These are some testimonies of victims, perpetrators an liberators. I will not specify who is who, but the language makes the testimony and context clear.
At the end of blog is a description on one method of mass murder which was used by the einsatzgruppen.
Hans Friedrich:
“The order said—they are to be shot.” “And for me, that was binding.”
Gertrude Deak:
“We had to stand and watch, while the two girls dug their own graves, then were shot, and we had to bury them.”
Gina Rappaport:
“After two years they [the SS] told us to pack our things and go to the station, and they put us on a train
which travelled for a [sic] unknown destination. We were seven days in the train travelling very slowly,
when we were liberated by the American army on the 13th of April. It was the luckiest day of my life.
At that moment I was bathing in the river when I saw the first American soldier from afar. What a joy.
I couldn’t believe my eyes. I was sure it was a dream, but still it was true.
A few minutes before the American soldiers arrived we were told that we should have to go on foot over
the Elbe River. But the American army saved us from a sure death, which we will never forget.
I was also sad this day because I remembered how many people of value had died and couldn’t see the
liberation and the fall of the barbarian, Hitler. I shall never forget what I owe to the American army.
I hope that I will be able to estimate the right value, what the Americans have done for us. Now, after
five years of suffering I shall know how to appreciate the more my liberty.”
Rudolf Höss:
“True opponents of the state had to be securely locked up. Only the SS were capable of protecting the National Socialist State from all internal danger. All other organisations lacked the necessary toughness.”
Jerzy Bielecki:
“I saw an SS-man, a junior officer, walking around the gravel pit with a pistol in his hand…It was sadism. ‘You dogs! You damned communists! You pieces of shit!’ Horrible words like these. And from time to time he would direct the pistol downwards and shoot: pow… pow pow.”
Sergeant Leon Bass:
“We were in the intelligence reconnaissance section of our unit and we went right to Buchenwald. And that
was the day that I was to discover what had really been going on in Europe under the Nazis because
I walked through the gates and I saw walking dead people.

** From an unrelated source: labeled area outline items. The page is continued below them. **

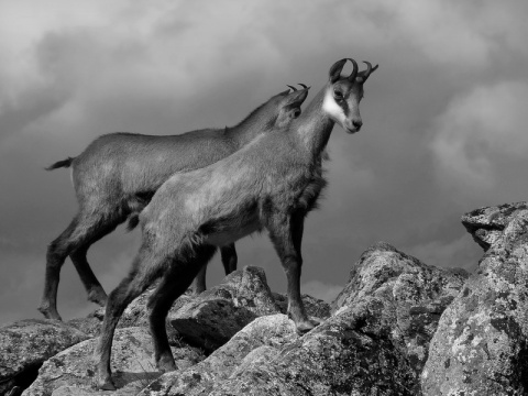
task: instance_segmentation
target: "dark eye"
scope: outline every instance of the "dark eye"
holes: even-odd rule
[[[340,90],[334,90],[334,91],[333,91],[333,97],[334,97],[337,100],[343,100],[343,92],[341,92]]]

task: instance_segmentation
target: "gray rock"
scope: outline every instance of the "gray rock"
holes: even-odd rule
[[[275,298],[275,304],[278,306],[278,309],[280,309],[280,312],[286,315],[288,310],[288,297],[279,293],[274,293],[273,297]],[[302,298],[302,304],[305,305],[308,316],[322,320],[330,317],[331,308],[328,302],[309,295],[301,295],[300,297]]]
[[[425,395],[528,394],[526,208],[483,208],[463,217],[487,251],[441,317],[421,377]]]
[[[78,343],[47,360],[36,381],[23,393],[24,396],[52,394],[97,394],[92,388],[96,374],[94,350],[98,339]],[[205,356],[195,348],[172,348],[176,365],[189,367]],[[152,339],[145,328],[127,328],[116,331],[112,346],[113,381],[120,394],[144,388],[161,373],[153,364]],[[55,393],[56,391],[56,393]],[[107,393],[108,394],[108,393]]]
[[[502,238],[505,227],[519,210],[528,209],[528,202],[505,204],[475,209],[462,216],[462,224],[475,242],[487,251]]]
[[[169,314],[168,319],[186,341],[212,352],[258,316],[279,312],[264,271],[246,266]]]
[[[392,317],[391,333],[398,353],[419,374],[427,361],[429,342],[446,307],[462,288],[468,273],[424,264],[385,242],[366,250],[350,272],[334,309],[353,306],[365,298],[381,298]]]
[[[26,388],[42,363],[54,354],[88,339],[58,320],[26,319],[0,329],[0,394],[14,386]]]
[[[244,363],[243,360],[251,355],[252,351],[265,346],[268,356],[270,351],[278,353],[282,346],[298,338],[295,323],[285,315],[257,318],[202,362],[185,371],[164,374],[141,395],[207,395],[220,381],[250,365],[251,362]]]
[[[255,349],[209,395],[414,395],[406,386],[415,373],[394,353],[386,314],[381,298],[356,301],[278,353]]]
[[[101,331],[102,320],[90,315],[86,318],[76,318],[68,320],[66,324],[82,331],[90,338],[95,338],[98,337]]]

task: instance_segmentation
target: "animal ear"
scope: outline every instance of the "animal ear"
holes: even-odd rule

And just looking at these people who were skin and bone and dressed in those pajama-type uniforms,
their heads clean shaved, and filled with sores through the malnutrition. I just looked at this in amazement
and I said to myself, you know, “My God, who are these people? What was their crime?” You know?
It’s hard for me to try to understand why anyone could have been treated this way. I don’t care what they
had done. And I didn’t have any way of thinking or putting a handle on it, no frame of reference. I was
only 20. Had I been told, I doubt if I could have had, in my mind’s eye, envisioned anything as horrible as I saw”
Heinz Mayer:
“As the Americans were approaching, the SS thought that it was them who were firing the shots, The SS fled, and the prisoners armed themselves with the abandoned weapons. We occupied all the watchtowers and blocked the forest in the direction of Weimar in order to intercept any returning SS.”
Hans Friedrich
“Because my hatred towards the Jews is too great. And I admit my thinking on this point is unjust, I admit this. But what I experienced from my earliest youth when I was living on a farm, what the Jews were doing to us—well that will never change. That is my unshakeable conviction.”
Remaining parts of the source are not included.